I decided to count to ten. I got to six.
“I don’t mean to be a prick,” I said. “I understand that you’re short of staff, flooded with cases, who knows what else. But if Johanna helped you once, now you can help her.”
Jaatinen seemed to consider the matter. He looked straight ahead, anyway, and from the look on his face seemed pensive, or just dead tired.
“It’s difficult to imagine what I can do,” he finally said, “without any detectives.”
I looked at him and didn’t say anything. He guessed what I was thinking and shook his head.
“Why not?” I said.
He thought for a moment.
“Because.”
“Because why?” I said.
“It’s a bad situation. Hopeless, in fact. But it’s still vaguely under control. If we start using pretend police then that’s an admission of defeat on our part.”
“I’m not planning to pretend to be the police. At least not outwardly,” I said.

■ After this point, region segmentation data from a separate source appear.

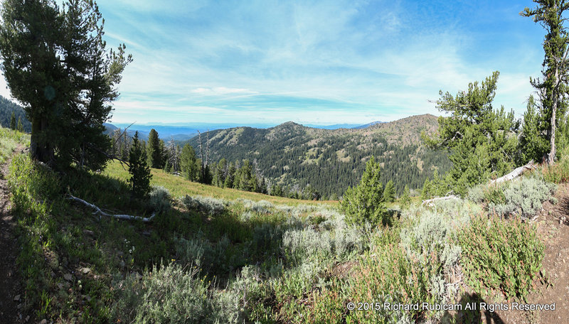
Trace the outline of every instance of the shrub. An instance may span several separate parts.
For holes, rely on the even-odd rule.
[[[363,225],[368,222],[377,225],[389,222],[383,186],[380,182],[380,168],[379,163],[372,157],[366,163],[359,184],[346,190],[341,205],[347,223]]]
[[[238,323],[238,301],[228,301],[211,284],[176,264],[153,266],[141,277],[129,274],[115,282],[117,301],[112,307],[113,322],[120,323]]]
[[[467,283],[481,293],[499,289],[506,296],[525,298],[541,269],[544,246],[535,226],[519,219],[504,221],[472,217],[457,235]]]
[[[566,152],[564,152],[566,153]],[[543,178],[553,183],[565,183],[569,180],[569,155],[563,155],[553,166],[545,165],[541,167]]]
[[[181,202],[189,210],[196,210],[210,215],[220,215],[225,211],[228,202],[221,199],[196,195],[184,196],[181,199]]]
[[[223,274],[233,270],[238,258],[235,252],[235,247],[230,246],[230,241],[225,235],[214,244],[201,237],[176,239],[176,255],[179,261],[195,265],[204,271]]]
[[[383,308],[383,302],[415,304],[435,303],[429,293],[432,276],[419,263],[412,261],[396,243],[397,233],[390,230],[381,234],[381,242],[366,253],[350,277],[345,296],[348,301],[381,303],[378,310],[354,310],[346,315],[346,323],[410,323],[411,319],[432,318],[428,311],[391,311]]]
[[[161,186],[154,186],[150,192],[150,199],[149,204],[154,212],[162,214],[169,210],[171,204],[170,202],[170,192],[168,189]]]
[[[530,217],[551,198],[556,185],[540,176],[522,177],[501,186],[490,185],[486,200],[488,210],[500,216],[519,215]]]
[[[451,241],[451,224],[440,213],[424,211],[418,221],[402,229],[400,234],[400,245],[409,259],[429,274],[430,298],[437,303],[446,303],[457,293],[454,286],[445,281],[445,275],[453,272],[461,254],[460,247]]]

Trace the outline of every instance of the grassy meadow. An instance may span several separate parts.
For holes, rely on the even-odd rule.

Jaatinen looked at me and said without blinking an eye, “OK, suggest something.”
* * *
I WENT THROUGH THE location signatures on Johanna’s phone records that Jaatinen had ordered from the telephone company. I had been right about Jätkäsaari. But it hadn’t been the last place Johanna’s phone had been turned on.
An hour and forty-five minutes after I’d spoken with her, Johanna’s phone had been near a cell phone relay station in the Kamppi area—on the corner of Fredrikinkatu and Urho Kekkosen katu, to be more precise. That was at 10:53 p.m.